Parmi les nombreux volontaires étrangers qui s’engagent à la Légion Etrangère au début du conflit, on compte de nombreux artistes ou écrivains comme le suisse francophone Blaise Cendrars qui écrira “La main coupée“, mais il en est un autre, moins connu du public français : le poète américain Alan Seeger dont nous commémorons aujourd’hui le centenaire de la disparition au cours de la bataille de la Somme.

Né à New York en 1888 d’une famille aisée, Alan Seeger est sensibilisé très tôt à la littérature et à la poésie en particulier. Il écrit régulièrement dans le journal familial édité par ses parents. Il fait ses études dans un lycée privé puis intègre en 1906 la prestigieuse université d’Harvard où il mène de brillantes études de littérature et publie ses premiers poèmes dans le Harvard Monthly. Diplomé en 1910, il revient à New York et s’installe au Greenwich Village, le quartier des artistes, où il mène une vie de bohême au grand désespoir de sa famille. En 1912, ses parents l’envoie à Paris pour étudier à la Sorbonne mais une fois en France, il poursuit son style de vie excentrique et continue d’écrire de la poésie. Il écrit des poèmes et des artciles sur la politique et son évolution à la veille de la guerre. Certains sont même dans Le Mercure de France. Alors qu’il est à Londres au moment de la déclaration de guerre, il se précipite à Paris pour s’engager avec 40 autres citoyens américains à la Légion Etrangère le 24 août 1914 au sein du 2e régiment de marche du 2e régiment étranger. Il est affecté à la 1re section de la 11e compagnie du 3e bataillon.

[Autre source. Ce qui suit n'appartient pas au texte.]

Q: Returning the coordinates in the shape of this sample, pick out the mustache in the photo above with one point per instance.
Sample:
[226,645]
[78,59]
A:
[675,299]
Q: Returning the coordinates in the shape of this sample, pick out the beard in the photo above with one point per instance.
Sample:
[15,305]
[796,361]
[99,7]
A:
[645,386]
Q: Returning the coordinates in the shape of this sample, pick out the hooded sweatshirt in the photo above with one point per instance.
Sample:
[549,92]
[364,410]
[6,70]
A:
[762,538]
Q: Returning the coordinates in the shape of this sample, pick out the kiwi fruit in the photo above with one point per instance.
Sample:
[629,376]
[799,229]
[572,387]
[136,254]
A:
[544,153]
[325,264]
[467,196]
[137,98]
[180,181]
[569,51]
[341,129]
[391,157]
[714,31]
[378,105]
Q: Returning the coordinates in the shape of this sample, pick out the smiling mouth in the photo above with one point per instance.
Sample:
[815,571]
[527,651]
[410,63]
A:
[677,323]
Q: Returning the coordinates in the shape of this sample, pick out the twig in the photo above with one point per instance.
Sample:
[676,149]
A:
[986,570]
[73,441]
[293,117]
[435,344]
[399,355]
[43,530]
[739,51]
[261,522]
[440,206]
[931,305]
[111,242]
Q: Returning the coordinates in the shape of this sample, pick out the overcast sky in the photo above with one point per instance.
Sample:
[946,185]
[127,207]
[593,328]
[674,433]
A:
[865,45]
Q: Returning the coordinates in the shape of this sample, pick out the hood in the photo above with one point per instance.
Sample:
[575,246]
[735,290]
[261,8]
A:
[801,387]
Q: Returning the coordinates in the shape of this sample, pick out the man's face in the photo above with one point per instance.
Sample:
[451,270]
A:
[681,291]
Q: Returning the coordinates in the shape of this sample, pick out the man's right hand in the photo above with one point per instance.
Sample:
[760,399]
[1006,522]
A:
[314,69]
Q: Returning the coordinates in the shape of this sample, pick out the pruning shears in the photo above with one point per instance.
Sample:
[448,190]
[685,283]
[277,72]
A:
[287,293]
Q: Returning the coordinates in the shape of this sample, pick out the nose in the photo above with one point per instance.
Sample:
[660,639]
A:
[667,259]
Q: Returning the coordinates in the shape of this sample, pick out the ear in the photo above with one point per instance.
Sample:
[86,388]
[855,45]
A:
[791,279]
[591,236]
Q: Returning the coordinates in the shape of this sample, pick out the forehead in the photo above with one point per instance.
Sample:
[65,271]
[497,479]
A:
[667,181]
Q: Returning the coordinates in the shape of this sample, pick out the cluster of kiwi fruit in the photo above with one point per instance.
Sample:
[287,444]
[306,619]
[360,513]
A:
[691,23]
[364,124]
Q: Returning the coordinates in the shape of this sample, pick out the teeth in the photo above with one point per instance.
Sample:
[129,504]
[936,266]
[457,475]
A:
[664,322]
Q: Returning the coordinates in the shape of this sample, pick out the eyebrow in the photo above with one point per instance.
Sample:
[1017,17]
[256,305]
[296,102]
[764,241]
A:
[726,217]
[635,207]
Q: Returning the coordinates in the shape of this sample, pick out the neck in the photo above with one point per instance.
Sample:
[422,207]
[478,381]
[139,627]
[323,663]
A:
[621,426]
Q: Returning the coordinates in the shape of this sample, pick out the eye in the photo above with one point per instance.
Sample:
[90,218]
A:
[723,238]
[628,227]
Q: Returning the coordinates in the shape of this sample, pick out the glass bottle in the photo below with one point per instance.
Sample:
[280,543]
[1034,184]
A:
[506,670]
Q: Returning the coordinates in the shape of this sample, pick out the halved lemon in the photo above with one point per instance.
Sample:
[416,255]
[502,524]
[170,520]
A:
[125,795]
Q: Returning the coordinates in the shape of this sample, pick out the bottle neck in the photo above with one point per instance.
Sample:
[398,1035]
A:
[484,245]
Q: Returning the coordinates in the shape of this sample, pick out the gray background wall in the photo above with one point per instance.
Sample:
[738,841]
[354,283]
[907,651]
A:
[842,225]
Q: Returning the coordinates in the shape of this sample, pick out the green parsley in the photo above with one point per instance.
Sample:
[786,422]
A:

roads_seeger2Des combats auxquels il participe sur l’Aisne en 1914-1915, il en fait un récueil de poèmes “The Aisne” dans lequel il raconte sa première expérience des combats aux abords du Chemin des Dames. En septembre 1915, il participe à l’offensive de Champagne qu’il décrit dans les lettres qu’il envoie à sa famille. L’ensemble de son écriture est empreinte de fatalisme à l’égard de la mort qu’il conçoit comme une fin noble et belle pour un soldat qui défend un idéal. Le plus célèbre d’entre eux est bien sûr “I have a rendez-vous with Death” (“J’ai un rendez-vous avec la mort”), qui sera publié en décembre 1916. Soulignons que c’était un des poèmes préférés du Président John F. Kennedy qui demandait souvent à son épouse de lui réciter.

“I have a rendezvous with Death

At some disputed barricade,

When Spring comes back with rustling shade

And apple-blossoms fill the air—

I have a rendezvous with Death

When Spring brings back blue days and fair.

It may be he shall take my hand

And lead me into his dark land

And close my eyes and quench my breath—

It may be I shall pass him still.

I have a rendezvous with Death

On some scarred slope of battered hill,

When Spring comes round again this year

And the first meadow-flowers appear.

God knows ’twere better to be deep

Pillowed in silk and scented down,

Where Love throbs out in blissful sleep,

Pulse nigh to pulse, and breath to breath,

Where hushed awakenings are dear …

But I’ve a rendezvous with Death

At midnight in some flaming town,

When Spring trips north again this year,

And I to my pledged word am true,

I shall not fail that rendezvous.”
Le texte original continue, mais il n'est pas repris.